Wrong. As a mature student who has recently returned to post-graduate study, I can relate strongly to this. In April, at the peak of infection, I came down with my own case of the virus. As a fit 26-year-old with no previous respiratory conditions or immune deficiency, my outlook was pretty good. Yet, I can vouch that it not simply a matter of the young and healthy being exempt to symptoms. What started off as a slight chest tightness quickly turned into my own unwanted battle with a pair of lungs that seemed to have gone on sabbatical.
After fighting to continue working from home as normal, I admitted defeat to the recovery period on Day three and addressed that long-built backlog of programmes on my Netflix watchlist. Five months later, my lungs are still inflamed due to tissue damage, which I manage with a strict lung-clearing Joe Wicks routine and a recent introduction to the characteristic brown and blue inhalers. As unpleasant as it has been, I have never ceased to appreciate how fortunate I am not to have been in the ‘vulnerable’ category or to have made the decisions of those who have close contact with such individuals. What I do know is that the virus does not just lead to symptoms or complications in persons with other health conditions, in the older population or those working in healthcare environments – we all need to be careful.
So how do students manage this risk and how will it change University life?
Beyond national face covering, the rule of six and social distancing policies, each area of the country and university will have their own set of rules; it is always best to check your local guidelines to see what steps and measures you will have to take. By now, many students will be back or starting university and getting into the swing of virtual lectures and campus one-way systems. A mixture of being away from home, reduced university contact, nightclub closures and pub curfews can mean that the new ‘normal’ is an isolating and lonely time for students. Likewise, whether you have symptoms or not, are shielding with family or by yourself, the environment can be frightening. If you need help, it is important that you reach out to mental health services, either via your GP or through school or university support services.
There are little things that all students can do to overcome the challenges of this new way of living. Taking a walk outside just once a day can boost a range of ‘happy hormone’ levels and, although mixing with other households may be challenging, try building on relationships with your current housemates through quiz or cooking nights.
Who to believe?
From accounts that we should all be sealing ourselves into bunkers to those that claim COVID-19 is no worse than flu, there is a lot of conflicting information out there.

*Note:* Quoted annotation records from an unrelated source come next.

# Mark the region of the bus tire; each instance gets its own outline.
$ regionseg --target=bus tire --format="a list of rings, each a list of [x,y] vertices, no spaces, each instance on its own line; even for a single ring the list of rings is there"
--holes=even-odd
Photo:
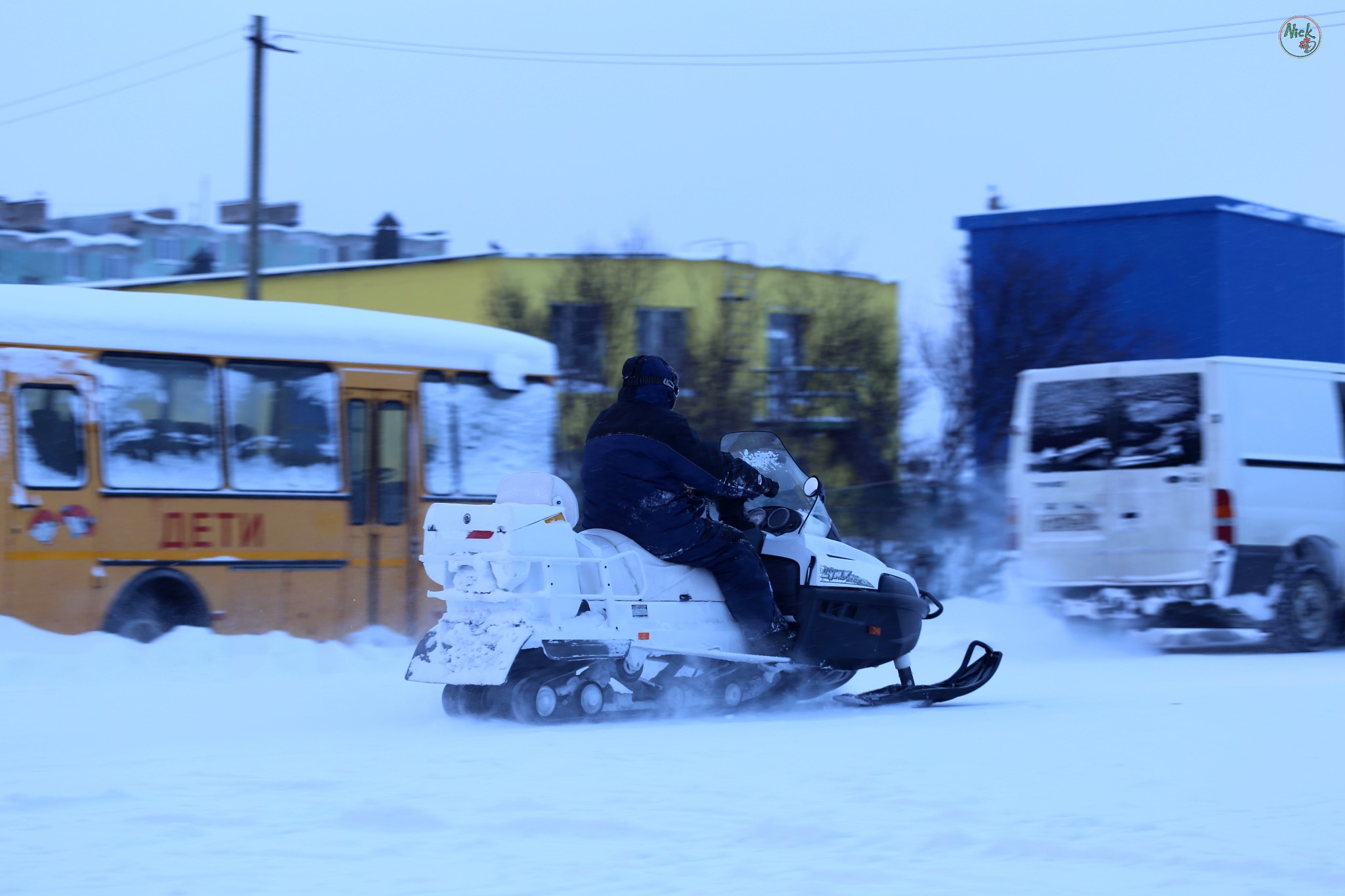
[[[102,630],[149,643],[176,626],[210,627],[210,609],[195,583],[159,567],[128,582],[104,617]]]
[[[1330,647],[1340,635],[1338,611],[1336,590],[1321,570],[1290,567],[1280,578],[1275,602],[1275,646],[1290,653]]]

Throughout the restrictions, half of my social media account has been filled with angry posts about how the government has handled it, the hitting home of tragic death rates and anarchy at the toilet roll aisles. The other half seemed to be friends complaining that the cancellation of their all-inclusive trip to the Mediterranean was the worst thing that could possibly happen to anyone. Neither readings made me feel very positive. The important thing is to gain information from reliable sources – social media can often not be this resource! Before you draw your own conclusions or consider purchasing that hazmat suit, check the facts. The WHO, NHS and your University websites are great places to start and publish information based on more reliable and often less biased data.